When I was an associate professor of German, one area of program growth I was keenly interested in was language for specific purposes (LSP), otherwise known as a “Business German” or “German For Your Career” track. By making tangible connections between what students learned in the German program and internship or employment opportunities after graduation, this track: (1) helped to attract new students to the program; (2) appealed to parents worried about the utility of their child studying German; (3) promised to develop strong alumni relations as students graduated and were placed in an internship or job; (4) cultivated useful relations with industry and business; and (5) helped to demonstrate the vitality and relevancy of the German program to the university administration. The track was enhanced by a business German speaker series and blended learning environment that layered LSP instruction over introductory German language courses. I was also able to publish an article describing the instructional design and implementation of the program and had plans for releasing course materials as open educational resources.
Although the track seemed to make sense from my position as associate professor, I was really interested in how industry and business would interpret my efforts. These areas would, after all, be the final judge by hiring the graduates that completed the track. In other words, and using terminology with which industry and business would be familiar, would a graduate with business German skills be a marketable commodity? To find the answer to this question, I conducted a survey in early 2015 of approximately 800 businesses associated with the German American Chamber of Commerce of the Southern United States (GACC South). In was interesting to note that, based on information provided by the respondents, German industry and business in the GACC South seemed to be concentrated in two areas: (1) companies with more than 10,000 employees and (2) companies with 20 to 499 employees. My guess would be that this data reflects, to a certain degree, the larger automotive and engineering companies in the Southeast United States (e.g., BMW, Continental, and Siemens), and the Mittelstand companies that support these companies:
Although the survey did have a large margin or error on account of low response rates, it did indicate some interesting trends worthy of further investigation. Particularly encouraging to me were the findings that second language fluency and familiarity with a non-American culture are highly marketable skills sought by industry. Hiring advantages could be realized, the survey found, when undergraduate science, communications, and business majors are complemented by study of a second language and culture and enriched by a serious study abroad or international internship experience. Here are the bar graphs showing survey questions and response frequency on a 7-point Likert scale:
To catch any ideas that I might have overlooked, I also designed the survey with a field permitting open-ended responses and feedback. These are the responses that I found most insightful and useful:
Students need to learn and understand that real life isn’t multiple choice. It is neither structured nor sequential. There is no end of term exam and knowledge of subjects and classes, which the students successfully passed, are still required and cannot simply be deleted from the students memory bank. Key is a students ability to successfully integrate, transfer and continuously apply ALL the things he/she learned AT THE SAME TIME. The real world is complex, competitive, unfair and tough. In simple terms, it is REAL rather than superficial and academic. Hence, most students have a tough time to transition from the very sheltered and highly structured, protected academic environment to the real world without rules, grades and exams, where the only thing that matter is success.

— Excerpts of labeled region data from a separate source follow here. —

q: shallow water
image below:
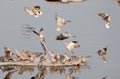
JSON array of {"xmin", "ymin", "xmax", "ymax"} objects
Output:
[{"xmin": 0, "ymin": 0, "xmax": 120, "ymax": 79}]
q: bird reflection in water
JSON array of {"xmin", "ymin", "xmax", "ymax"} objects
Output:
[{"xmin": 1, "ymin": 65, "xmax": 88, "ymax": 79}]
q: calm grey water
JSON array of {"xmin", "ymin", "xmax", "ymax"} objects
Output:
[{"xmin": 0, "ymin": 0, "xmax": 120, "ymax": 79}]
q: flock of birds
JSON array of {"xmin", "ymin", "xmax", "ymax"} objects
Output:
[{"xmin": 0, "ymin": 0, "xmax": 120, "ymax": 79}]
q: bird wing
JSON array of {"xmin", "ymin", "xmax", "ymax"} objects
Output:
[
  {"xmin": 24, "ymin": 7, "xmax": 34, "ymax": 15},
  {"xmin": 33, "ymin": 30, "xmax": 40, "ymax": 35}
]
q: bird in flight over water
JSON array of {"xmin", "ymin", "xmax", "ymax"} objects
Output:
[
  {"xmin": 55, "ymin": 14, "xmax": 71, "ymax": 32},
  {"xmin": 97, "ymin": 46, "xmax": 108, "ymax": 63},
  {"xmin": 56, "ymin": 32, "xmax": 76, "ymax": 40},
  {"xmin": 98, "ymin": 13, "xmax": 110, "ymax": 28},
  {"xmin": 64, "ymin": 41, "xmax": 80, "ymax": 53},
  {"xmin": 24, "ymin": 6, "xmax": 42, "ymax": 17},
  {"xmin": 33, "ymin": 28, "xmax": 47, "ymax": 55}
]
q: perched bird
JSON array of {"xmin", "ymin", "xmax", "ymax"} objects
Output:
[
  {"xmin": 33, "ymin": 28, "xmax": 47, "ymax": 54},
  {"xmin": 55, "ymin": 15, "xmax": 71, "ymax": 31},
  {"xmin": 15, "ymin": 50, "xmax": 34, "ymax": 62},
  {"xmin": 24, "ymin": 6, "xmax": 42, "ymax": 17},
  {"xmin": 19, "ymin": 66, "xmax": 34, "ymax": 74},
  {"xmin": 56, "ymin": 32, "xmax": 76, "ymax": 40},
  {"xmin": 97, "ymin": 47, "xmax": 107, "ymax": 63},
  {"xmin": 64, "ymin": 41, "xmax": 80, "ymax": 53},
  {"xmin": 98, "ymin": 13, "xmax": 110, "ymax": 28}
]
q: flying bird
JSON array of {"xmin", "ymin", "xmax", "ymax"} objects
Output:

– Employee, environmental equipment maintenance company, 100-499 employees
Language and (business) culture are the keys for success in our global market. Of course, we need skilled, hard working grads who bring the right attitude and we find them. However, only very few bring in addition the understanding of the (German) language / culture. The ones who do, are the ones we hire in most cases.
– Employee, transportation company, 10,000+ employees
Language and cross-cultural skills are frosting on the cake. But the “cake” is a strong foundation in a basic field: accounting; engineering; science.; etc. We see so many kids spending summers abroad and taking “international’ courses at the expense of learning important basic skills. It does no good to understand German culture if you majored in something easy and graduate with no better skills than when you started…..which happens all too often. Mere language skill and cross-cultural familiarity will not get you a job.
– Employee, law firm, 750-999 employees
Common sense. Inform yourself. Don’t assume that with a GPA of 3.5 or better you know everything. Start small and grow.